Blood Pressure Watch

When people have their blood pressure measured in the hospital, nervousness can lead to abnormal blood pressure. In addition, human blood pressure changes at any time, even if a single measurement can obtain accurate results, it is difficult to reflect the overall picture of the working condition of the cardiovascular system.

Unlike traditional sphygmomanometers, which measure blood pressure by temporarily blocking arterial blood flow and then deflating it, the new sphygmomanometer calculates blood pressure by monitoring how fast pulse waves travel along the arteries in the hand, scientists said. This sphygmomanometer is much lighter than ordinary portable sphygmomanometers and can be worn around like a watch.

By continuously measuring blood pressure, the sphygmomanometer allows doctors to understand the wearer's blood pressure in detail and detect abnormal conditions in time. It will eventually be possible to use this data to predict the timing of heart attacks.

1 in 4 American adults has high blood pressure, and 1 in 3 of them don't know they have it. Because a stroke often occurs within 3 hours after a person wakes up, and during this period.

There are two types of sphygmomanometers: direct and indirect. The working principles of the two sphygmomanometers are different. The direct type uses a pressure sensor to directly measure the pressure change; the indirect type works by controlling the pressure applied to the measured part from the outside, and correlates the control results with it. The information on the occurrence and disappearance of Korotkoff sounds can be judged. The former can continuously test both arteries and veins, while the latter can only measure arterial systolic and diastolic blood pressure.

The measurement principle of the watch-type sphygmomanometer adopts the oscillometric method, which is accurate in principle. Its clinical verification is designed with the auscultation method as the standard and the statistical method is used. Auscultatory method) and Oscillometric method.

The auscultation method has its inherent shortcomings: First, there has been a debate on whether the diastolic blood pressure corresponds to the fourth phase or the fifth phase, which leads to a large discriminant error. The second is to judge systolic and diastolic blood pressure by listening to Korotkoff sound. The readings are affected by a series of factors such as the doctor's mood, hearing, environmental noise, and the tension of the subject, which are prone to introduce subjective errors and are difficult to standardize.

Although the electronic sphygmomanometer based on the principle of auscultation has achieved automatic detection, it has not completely solved its inherent shortcomings, namely, large error, poor repeatability, and easy noise interference.

At present, most blood pressure monitors and automatic electronic blood pressure monitors use the oscillometric method to indirectly measure blood pressure.

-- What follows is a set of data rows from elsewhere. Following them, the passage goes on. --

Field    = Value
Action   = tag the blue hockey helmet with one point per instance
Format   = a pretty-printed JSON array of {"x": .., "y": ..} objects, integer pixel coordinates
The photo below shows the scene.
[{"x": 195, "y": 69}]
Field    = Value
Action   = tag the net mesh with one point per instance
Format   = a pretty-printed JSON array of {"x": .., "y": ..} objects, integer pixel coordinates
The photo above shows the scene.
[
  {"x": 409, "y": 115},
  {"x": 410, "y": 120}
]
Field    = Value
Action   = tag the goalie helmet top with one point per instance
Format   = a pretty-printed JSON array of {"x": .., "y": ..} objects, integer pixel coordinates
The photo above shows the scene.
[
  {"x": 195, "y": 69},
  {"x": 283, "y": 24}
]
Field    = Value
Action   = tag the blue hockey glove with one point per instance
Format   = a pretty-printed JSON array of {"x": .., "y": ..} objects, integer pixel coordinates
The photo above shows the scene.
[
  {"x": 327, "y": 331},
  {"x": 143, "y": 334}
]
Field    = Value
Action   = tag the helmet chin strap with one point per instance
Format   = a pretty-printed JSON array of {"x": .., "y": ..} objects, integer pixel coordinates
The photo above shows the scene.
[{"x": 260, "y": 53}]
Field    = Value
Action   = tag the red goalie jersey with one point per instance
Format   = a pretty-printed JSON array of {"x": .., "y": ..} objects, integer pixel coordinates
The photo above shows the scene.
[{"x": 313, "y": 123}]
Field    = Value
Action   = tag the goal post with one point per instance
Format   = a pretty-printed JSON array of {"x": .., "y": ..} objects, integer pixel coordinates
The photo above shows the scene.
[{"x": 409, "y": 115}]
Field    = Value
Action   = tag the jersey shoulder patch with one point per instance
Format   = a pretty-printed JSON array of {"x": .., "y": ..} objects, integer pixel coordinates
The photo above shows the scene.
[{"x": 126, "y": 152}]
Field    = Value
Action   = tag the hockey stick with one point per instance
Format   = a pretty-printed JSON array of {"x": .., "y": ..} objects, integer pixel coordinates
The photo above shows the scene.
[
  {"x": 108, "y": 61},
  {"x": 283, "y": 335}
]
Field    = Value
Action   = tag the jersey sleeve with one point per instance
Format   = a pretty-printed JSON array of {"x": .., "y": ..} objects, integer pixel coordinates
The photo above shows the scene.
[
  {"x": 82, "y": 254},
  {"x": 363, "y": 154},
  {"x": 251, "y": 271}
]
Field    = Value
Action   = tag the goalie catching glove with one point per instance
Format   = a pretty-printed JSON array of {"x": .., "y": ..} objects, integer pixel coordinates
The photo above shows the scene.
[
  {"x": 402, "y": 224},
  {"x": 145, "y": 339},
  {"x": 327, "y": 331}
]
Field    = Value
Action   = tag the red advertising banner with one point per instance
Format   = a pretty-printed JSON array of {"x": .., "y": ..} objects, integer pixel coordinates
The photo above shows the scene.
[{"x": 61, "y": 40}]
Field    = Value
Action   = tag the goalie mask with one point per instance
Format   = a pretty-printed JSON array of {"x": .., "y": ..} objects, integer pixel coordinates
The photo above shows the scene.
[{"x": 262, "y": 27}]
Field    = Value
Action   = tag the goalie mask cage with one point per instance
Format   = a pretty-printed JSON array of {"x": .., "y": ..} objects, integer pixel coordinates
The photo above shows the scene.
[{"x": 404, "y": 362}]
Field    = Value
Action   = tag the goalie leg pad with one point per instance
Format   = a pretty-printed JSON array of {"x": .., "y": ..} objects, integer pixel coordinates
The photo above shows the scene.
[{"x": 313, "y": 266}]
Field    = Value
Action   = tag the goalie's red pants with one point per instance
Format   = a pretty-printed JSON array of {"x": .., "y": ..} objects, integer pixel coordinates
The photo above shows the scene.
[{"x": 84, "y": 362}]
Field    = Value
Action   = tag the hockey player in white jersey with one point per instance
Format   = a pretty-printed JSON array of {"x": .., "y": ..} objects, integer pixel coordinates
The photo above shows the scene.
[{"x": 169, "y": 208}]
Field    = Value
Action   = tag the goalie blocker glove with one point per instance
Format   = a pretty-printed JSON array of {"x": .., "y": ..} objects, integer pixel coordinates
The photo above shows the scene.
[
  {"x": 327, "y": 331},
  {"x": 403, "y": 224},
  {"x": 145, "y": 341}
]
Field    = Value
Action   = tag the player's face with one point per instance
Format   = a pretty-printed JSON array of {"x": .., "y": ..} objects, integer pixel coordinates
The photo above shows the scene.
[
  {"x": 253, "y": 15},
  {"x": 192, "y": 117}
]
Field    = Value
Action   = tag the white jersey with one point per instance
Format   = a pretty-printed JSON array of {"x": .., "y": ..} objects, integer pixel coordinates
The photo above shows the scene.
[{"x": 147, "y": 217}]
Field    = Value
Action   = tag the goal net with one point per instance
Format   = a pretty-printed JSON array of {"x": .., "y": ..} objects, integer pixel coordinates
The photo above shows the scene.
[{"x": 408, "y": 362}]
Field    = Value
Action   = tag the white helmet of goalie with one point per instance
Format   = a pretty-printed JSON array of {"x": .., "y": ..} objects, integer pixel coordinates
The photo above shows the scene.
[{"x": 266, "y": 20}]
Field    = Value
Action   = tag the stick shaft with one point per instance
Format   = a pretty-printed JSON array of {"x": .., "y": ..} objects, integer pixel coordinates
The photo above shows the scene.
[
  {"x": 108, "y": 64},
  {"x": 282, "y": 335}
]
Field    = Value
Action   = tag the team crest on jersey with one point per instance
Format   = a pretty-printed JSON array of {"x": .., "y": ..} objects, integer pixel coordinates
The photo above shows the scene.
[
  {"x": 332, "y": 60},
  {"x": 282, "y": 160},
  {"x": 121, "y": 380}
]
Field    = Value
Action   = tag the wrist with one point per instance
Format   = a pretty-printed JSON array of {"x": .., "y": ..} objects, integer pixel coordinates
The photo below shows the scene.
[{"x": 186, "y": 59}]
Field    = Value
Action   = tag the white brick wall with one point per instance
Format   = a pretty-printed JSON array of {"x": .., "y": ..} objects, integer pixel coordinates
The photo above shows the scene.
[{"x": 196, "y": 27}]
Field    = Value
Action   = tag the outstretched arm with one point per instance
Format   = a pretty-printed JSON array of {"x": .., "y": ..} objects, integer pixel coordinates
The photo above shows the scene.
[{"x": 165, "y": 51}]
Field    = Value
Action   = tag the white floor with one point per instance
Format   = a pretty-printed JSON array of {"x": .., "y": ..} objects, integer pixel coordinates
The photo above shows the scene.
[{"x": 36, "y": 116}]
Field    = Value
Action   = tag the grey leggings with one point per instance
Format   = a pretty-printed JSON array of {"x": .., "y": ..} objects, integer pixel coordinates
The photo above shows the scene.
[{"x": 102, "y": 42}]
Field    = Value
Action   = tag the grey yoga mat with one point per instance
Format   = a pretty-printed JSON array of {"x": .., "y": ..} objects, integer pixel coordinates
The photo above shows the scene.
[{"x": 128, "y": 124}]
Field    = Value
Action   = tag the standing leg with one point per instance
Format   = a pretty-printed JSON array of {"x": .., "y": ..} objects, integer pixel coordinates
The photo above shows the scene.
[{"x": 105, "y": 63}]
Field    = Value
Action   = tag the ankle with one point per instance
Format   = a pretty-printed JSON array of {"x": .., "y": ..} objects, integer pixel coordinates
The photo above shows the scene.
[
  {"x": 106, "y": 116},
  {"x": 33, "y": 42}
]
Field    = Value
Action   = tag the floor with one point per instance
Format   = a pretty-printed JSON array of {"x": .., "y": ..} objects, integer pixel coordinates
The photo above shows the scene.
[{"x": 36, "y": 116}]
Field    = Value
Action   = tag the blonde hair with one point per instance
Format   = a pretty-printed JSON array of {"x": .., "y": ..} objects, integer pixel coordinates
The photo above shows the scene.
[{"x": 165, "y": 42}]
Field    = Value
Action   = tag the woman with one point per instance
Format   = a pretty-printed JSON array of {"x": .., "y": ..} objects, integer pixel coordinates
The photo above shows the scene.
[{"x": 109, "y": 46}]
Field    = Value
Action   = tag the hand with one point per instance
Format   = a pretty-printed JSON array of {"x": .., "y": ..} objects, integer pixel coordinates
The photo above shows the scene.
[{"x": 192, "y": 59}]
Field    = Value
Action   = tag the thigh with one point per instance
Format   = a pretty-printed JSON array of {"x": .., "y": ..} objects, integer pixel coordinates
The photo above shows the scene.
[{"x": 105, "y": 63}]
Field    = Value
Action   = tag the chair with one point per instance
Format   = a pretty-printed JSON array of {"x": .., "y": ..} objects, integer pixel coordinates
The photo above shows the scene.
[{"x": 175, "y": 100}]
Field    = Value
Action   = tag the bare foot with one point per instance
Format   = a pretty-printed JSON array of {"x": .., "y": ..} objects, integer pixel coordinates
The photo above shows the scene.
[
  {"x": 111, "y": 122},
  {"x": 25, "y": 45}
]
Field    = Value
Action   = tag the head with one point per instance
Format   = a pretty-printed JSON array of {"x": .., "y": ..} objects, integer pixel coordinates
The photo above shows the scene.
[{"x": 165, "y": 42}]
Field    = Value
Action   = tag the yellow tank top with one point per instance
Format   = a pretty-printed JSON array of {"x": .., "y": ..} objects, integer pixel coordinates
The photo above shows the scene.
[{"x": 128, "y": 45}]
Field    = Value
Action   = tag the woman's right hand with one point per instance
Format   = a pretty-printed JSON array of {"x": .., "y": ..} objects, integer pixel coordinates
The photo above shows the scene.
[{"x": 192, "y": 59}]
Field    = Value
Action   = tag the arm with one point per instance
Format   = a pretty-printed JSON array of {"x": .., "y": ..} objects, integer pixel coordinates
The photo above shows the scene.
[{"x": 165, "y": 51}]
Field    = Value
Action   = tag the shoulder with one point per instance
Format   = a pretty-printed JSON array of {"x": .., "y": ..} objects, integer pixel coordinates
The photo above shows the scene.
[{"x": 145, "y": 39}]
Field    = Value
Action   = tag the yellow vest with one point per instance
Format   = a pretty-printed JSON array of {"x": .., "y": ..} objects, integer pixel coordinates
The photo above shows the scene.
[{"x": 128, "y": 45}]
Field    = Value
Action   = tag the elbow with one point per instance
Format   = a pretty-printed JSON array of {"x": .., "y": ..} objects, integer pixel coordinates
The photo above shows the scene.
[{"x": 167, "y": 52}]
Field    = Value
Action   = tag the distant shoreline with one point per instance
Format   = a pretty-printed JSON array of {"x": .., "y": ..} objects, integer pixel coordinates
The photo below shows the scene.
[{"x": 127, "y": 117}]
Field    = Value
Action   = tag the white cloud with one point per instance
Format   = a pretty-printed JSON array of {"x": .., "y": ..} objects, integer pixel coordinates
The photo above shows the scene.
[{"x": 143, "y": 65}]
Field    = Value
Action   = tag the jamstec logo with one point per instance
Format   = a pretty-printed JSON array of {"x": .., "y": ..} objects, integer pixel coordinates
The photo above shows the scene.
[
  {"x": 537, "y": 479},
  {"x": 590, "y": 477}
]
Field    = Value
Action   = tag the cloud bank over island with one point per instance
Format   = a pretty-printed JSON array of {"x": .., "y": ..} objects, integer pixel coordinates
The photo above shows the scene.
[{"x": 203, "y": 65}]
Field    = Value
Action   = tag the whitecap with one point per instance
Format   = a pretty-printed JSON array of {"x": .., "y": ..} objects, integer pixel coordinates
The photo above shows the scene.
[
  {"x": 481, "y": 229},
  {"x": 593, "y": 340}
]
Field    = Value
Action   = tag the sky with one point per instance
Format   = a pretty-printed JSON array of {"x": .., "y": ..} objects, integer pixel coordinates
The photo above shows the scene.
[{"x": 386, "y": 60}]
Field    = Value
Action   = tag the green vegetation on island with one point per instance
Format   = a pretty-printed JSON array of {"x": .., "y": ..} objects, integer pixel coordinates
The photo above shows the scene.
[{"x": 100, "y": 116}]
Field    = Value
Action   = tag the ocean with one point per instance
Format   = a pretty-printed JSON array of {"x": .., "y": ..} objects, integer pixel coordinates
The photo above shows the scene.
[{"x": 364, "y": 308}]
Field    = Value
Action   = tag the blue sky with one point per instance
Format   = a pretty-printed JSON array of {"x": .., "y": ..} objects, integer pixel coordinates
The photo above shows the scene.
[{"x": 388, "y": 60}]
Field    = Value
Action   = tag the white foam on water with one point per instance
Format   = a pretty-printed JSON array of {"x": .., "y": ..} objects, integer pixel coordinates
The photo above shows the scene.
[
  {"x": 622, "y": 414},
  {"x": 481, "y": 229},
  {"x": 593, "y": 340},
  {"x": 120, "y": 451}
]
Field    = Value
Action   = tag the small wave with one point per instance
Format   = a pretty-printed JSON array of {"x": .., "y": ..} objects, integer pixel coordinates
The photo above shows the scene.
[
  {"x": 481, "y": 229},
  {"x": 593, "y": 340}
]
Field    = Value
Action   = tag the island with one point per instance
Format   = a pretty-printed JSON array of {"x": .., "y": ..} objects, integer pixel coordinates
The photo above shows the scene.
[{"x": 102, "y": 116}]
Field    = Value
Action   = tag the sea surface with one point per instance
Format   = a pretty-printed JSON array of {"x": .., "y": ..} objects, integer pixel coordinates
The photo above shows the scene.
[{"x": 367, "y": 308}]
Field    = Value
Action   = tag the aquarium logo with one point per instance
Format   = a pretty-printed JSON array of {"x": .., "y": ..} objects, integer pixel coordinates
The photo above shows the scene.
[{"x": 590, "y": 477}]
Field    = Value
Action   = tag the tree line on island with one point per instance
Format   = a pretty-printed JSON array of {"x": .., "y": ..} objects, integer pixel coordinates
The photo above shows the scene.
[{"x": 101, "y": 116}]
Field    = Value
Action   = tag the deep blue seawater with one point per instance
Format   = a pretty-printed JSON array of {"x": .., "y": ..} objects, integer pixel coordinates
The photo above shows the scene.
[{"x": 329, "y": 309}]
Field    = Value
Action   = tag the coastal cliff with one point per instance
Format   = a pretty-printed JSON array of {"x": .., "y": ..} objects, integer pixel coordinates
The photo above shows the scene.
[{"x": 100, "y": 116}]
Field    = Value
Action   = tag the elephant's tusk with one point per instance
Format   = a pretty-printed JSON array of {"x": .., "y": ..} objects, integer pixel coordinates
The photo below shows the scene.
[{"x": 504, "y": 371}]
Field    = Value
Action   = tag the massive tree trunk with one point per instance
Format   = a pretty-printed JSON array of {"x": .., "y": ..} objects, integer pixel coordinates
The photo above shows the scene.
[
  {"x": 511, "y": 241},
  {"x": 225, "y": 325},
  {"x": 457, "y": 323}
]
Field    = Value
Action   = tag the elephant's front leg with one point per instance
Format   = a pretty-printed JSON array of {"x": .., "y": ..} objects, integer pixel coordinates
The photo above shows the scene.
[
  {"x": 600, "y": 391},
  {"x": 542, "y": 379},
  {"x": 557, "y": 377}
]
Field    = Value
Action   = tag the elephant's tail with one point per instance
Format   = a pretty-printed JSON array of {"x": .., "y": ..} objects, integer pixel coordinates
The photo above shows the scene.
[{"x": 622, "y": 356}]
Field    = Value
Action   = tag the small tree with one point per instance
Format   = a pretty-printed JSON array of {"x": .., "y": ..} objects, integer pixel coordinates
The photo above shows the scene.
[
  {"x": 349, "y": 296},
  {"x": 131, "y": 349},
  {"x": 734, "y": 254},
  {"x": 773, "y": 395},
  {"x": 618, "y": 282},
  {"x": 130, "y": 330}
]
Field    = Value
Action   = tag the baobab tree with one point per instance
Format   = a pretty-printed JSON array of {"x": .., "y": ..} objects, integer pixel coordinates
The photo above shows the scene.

Blood pressure measurement by oscillometric method determines blood pressure by establishing the relationship between systolic blood pressure, diastolic blood pressure, mean pressure and cuff pressure shock wave.

Because the pulse pressure shock wave has a relatively stable correlation with blood pressure, in the application of actual home blood pressure measurement, the blood pressure result measured by the oscillometric principle is more accurate than the auscultation method. Moreover, when measuring blood pressure by oscillometric method, there is no sound pickup device in the cuff, the operation is simple, the ability to resist external noise interference is strong, and the average pressure can be measured at the same time.

It must be pointed out that in terms of measurement principle, there is no question of which of the two indirect measurement methods is more accurate, so it does not mean that the results measured by the auscultation method using the mercury pressure gauge are more accurate than the measurement results of the electronic sphygmomanometer. Of course, it is also wrong to think that the measurement results of an electronic sphygmomanometer are more accurate than those obtained by auscultation using a mercury pressure gauge.